Floquet multipliers and the stability of periodic linear differential equations: a unified algorithm and its computer realization

TL;DR

This paper introduces a unified algorithm for computing Floquet multipliers to assess the stability of periodic linear differential equations across discrete, continuous, and hybrid systems, along with a computer implementation.

Contribution

It provides explicit formulas for Floquet multipliers and a computer program for stability analysis of second-order systems on various time scales, unifying and extending prior methods.

Findings

Explicit expressions for Floquet multipliers derived.

Algorithm applicable to discrete, continuous, and hybrid systems.

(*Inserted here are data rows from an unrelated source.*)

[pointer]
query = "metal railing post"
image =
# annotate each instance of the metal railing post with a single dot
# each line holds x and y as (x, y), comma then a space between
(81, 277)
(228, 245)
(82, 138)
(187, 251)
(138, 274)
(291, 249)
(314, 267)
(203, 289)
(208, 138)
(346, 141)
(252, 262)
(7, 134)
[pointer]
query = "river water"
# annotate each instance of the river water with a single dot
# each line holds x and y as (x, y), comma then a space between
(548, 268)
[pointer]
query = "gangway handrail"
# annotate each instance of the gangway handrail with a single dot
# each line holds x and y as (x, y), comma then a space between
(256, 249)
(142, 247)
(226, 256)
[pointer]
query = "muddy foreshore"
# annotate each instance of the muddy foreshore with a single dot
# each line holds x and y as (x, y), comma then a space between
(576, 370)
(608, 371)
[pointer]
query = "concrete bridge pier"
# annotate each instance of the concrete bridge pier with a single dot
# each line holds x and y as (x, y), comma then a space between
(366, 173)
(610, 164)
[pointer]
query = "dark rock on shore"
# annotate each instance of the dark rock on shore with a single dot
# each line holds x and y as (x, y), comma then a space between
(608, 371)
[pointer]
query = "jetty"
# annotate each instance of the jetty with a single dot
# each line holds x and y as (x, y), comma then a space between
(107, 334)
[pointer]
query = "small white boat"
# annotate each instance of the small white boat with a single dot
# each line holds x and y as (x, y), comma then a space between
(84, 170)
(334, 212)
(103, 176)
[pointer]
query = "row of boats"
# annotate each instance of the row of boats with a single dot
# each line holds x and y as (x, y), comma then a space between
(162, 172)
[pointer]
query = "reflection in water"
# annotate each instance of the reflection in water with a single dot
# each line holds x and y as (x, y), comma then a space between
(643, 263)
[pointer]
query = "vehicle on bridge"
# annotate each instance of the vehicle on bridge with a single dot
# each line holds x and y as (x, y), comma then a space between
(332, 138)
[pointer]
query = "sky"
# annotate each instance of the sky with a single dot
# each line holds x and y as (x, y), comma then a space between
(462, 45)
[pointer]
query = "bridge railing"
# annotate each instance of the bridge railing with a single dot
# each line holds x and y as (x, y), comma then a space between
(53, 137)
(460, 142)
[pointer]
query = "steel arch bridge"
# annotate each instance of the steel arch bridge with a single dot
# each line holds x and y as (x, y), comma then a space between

Computer program accurately determines system stability.

Abstract

Floquet multipliers (characteristic multipliers) play significant role in the stability of the periodic equations. Based on the iterative method, we provide a unified algorithm to compute the Floquet multipliers (characteristic multipliers) and determine the stability of the periodic linear differential equations on time scales unifying discrete, continuous, and hybrid dynamics. Our approach is based on calculating the value of A and B (see Theorem 3.1), which are the sum and product of all Floquet multipliers (characteristic multipliers) of the system, respectively. We obtain an explicit expression of A (see Theorem 4.1) by the method of variation and approximation theory and an explicit expression of B by Liouville's formula. Furthermore, a computer program is designed to realize our algorithm. Specifically, you can determine the stability of a second order periodic linear system, whether they are discrete, continuous or hybrid, as long as you enter the program codes associated with the parameters of the equation. In fact, few literatures have dealt with the algorithm to compute the Floquet multipliers, not mention to design the program for its computer realization. Our algorithm gives the explicit expressions of all Floquet multipliers and our computer program is based on the approximations of these explicit expressions. In particular, on an arbitrary discrete periodic time scale, we can do a finite number of calculations to get the explicit value of Floquet multipliers (see Theorem 4.2). Therefore, for any discrete periodic system, we can accurately determine the stability of the system even without computer! Finally, in Section 6, several examples are presented to illustrate the effectiveness of our algorithm.